I'm wondering if there's been any active discussion on reducing the
verbosity of CSS selectors. Look at any stylesheet, and you'll likely see a
lot of repetition in selectors, e.g.

h1 > a, h2 > a, h3 > a, h4 > a, ... {
    color: black;
}


Another common pattern is this one:

#navigation { }
#navigation a { }
#navigation a:link { }
...

#navigation > ul > li > ul {}


There's a couple of simple and logical ways to handles these cases. For the
first case, a parenthesis-based grouping syntax would work well, while for
the second case, sub-selectors would do an equally good job. Examples...

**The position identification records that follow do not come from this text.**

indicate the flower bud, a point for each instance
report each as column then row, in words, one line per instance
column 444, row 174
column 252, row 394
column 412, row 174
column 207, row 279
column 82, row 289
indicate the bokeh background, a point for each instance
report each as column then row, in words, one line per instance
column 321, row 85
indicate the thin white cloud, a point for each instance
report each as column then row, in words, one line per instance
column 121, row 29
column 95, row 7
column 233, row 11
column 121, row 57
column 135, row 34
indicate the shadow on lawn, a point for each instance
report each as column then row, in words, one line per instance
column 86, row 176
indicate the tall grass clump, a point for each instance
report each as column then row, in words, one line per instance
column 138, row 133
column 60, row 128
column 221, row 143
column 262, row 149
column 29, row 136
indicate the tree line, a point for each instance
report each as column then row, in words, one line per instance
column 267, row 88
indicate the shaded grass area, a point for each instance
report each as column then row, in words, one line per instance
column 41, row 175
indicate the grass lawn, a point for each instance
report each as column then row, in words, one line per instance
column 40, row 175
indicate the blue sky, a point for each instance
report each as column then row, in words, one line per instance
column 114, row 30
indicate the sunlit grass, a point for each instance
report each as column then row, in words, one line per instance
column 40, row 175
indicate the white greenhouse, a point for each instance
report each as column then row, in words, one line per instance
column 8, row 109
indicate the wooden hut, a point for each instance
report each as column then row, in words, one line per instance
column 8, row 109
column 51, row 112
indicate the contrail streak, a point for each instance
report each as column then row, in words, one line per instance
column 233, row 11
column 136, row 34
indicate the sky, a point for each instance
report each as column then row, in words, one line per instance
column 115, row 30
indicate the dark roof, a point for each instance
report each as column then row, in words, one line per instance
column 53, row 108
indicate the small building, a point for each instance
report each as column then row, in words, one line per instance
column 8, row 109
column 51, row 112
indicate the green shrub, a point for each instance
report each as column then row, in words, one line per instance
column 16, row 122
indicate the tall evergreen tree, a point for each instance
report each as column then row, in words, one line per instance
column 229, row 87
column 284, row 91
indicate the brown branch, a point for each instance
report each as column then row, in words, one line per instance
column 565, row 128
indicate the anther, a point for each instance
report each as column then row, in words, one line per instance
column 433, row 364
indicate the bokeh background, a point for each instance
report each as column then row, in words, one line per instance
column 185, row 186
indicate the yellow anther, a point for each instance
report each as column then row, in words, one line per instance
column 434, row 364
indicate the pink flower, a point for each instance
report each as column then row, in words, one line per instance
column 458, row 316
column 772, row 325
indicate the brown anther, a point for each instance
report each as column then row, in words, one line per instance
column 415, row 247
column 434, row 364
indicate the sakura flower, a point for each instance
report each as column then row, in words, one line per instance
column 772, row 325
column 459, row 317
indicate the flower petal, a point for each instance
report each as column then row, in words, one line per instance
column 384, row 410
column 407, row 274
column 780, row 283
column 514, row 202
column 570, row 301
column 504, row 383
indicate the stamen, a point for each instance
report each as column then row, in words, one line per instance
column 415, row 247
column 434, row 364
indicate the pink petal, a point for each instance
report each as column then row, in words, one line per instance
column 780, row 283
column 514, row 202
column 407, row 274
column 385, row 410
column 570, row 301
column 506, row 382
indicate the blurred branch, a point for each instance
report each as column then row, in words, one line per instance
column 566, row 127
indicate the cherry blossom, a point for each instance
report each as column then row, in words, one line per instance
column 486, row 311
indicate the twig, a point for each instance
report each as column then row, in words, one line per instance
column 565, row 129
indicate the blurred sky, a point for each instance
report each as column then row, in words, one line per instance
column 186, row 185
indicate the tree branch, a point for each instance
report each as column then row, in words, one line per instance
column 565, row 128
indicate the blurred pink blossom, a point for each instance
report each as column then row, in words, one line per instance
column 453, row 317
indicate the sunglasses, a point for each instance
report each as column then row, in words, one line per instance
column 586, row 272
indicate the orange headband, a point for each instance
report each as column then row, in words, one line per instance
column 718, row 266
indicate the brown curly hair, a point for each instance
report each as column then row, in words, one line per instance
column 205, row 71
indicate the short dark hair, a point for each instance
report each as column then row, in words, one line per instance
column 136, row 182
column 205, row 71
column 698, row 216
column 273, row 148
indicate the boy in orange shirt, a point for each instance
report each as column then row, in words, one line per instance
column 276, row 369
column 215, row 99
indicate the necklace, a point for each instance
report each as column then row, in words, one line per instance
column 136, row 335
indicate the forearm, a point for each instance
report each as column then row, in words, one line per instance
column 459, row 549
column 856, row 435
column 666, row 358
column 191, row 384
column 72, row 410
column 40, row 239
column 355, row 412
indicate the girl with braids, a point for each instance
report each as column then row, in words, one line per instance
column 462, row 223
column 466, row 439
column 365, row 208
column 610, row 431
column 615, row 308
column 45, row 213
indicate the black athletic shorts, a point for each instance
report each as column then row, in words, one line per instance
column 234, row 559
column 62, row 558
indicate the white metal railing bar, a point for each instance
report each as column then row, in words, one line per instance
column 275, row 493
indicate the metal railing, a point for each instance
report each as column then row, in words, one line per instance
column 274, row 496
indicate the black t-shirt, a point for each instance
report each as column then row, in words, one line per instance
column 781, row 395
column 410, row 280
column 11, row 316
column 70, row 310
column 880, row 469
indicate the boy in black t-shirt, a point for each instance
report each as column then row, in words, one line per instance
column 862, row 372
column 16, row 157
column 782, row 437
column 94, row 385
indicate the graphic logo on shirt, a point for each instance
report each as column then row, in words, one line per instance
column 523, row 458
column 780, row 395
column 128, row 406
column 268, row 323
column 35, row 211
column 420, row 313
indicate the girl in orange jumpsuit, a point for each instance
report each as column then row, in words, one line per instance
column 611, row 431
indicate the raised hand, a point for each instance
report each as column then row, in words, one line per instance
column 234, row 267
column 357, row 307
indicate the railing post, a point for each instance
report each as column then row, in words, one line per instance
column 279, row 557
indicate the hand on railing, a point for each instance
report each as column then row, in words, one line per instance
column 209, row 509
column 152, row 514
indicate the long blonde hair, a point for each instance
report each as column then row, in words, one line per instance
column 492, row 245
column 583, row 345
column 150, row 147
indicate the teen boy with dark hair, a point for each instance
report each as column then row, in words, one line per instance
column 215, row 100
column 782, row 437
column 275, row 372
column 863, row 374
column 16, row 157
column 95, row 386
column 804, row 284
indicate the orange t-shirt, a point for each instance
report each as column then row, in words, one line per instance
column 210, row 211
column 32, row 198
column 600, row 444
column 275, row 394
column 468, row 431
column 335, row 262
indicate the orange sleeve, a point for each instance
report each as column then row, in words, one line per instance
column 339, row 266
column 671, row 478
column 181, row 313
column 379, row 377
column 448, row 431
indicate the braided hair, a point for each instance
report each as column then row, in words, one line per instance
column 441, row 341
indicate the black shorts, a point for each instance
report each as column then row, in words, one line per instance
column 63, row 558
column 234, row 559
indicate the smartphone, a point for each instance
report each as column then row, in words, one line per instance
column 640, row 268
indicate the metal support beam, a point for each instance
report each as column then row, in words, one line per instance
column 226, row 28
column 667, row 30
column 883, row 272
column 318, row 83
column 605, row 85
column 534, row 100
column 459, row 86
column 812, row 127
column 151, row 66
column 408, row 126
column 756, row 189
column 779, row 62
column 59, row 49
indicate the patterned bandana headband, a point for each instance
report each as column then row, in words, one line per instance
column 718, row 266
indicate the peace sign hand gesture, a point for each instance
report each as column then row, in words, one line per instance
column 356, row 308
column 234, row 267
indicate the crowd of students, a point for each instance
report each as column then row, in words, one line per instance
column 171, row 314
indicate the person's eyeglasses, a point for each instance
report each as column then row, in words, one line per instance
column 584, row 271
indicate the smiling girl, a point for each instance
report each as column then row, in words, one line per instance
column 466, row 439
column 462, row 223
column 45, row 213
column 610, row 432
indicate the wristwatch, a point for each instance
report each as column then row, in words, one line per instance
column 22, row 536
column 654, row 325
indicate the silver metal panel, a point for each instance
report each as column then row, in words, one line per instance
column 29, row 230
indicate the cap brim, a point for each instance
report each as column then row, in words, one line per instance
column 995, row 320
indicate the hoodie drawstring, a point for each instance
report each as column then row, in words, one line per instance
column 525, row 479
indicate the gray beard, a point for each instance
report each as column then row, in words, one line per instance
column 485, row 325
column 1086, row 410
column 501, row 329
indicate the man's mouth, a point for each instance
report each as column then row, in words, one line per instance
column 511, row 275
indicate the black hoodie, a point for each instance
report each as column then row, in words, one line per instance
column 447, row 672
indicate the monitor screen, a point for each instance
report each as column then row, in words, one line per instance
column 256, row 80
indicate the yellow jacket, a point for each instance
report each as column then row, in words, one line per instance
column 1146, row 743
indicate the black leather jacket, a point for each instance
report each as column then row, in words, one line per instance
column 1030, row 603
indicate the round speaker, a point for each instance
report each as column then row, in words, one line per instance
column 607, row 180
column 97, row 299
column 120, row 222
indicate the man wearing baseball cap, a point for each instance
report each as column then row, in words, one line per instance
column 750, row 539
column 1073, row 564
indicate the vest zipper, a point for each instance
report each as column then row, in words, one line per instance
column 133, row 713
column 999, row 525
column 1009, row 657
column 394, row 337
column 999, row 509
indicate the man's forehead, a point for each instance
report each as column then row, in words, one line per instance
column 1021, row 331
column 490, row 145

(h1, h2, h3, h4, h5, h6) > a {
    blah: bleh;
}

#navigation {
    a {
        :link {

        }
    }
}


I guess such a change would be akin to introducing variables. It increases
the complexity of the stylesheet markup, but I personally think it's
overdue. Look at the complexity of CSS3 and the latest drafts compared to
CSS1. We're adding more and more functionality, which as we use it,
increases the verbosity of our stylesheets. I think CSS needs to facilitate
this blow-out in new functionality by providing new constructs to
reduce repetition and lighten up stylesheets. One could perhaps even make
an argument on bandwidth.

Thoughts before I continue any further?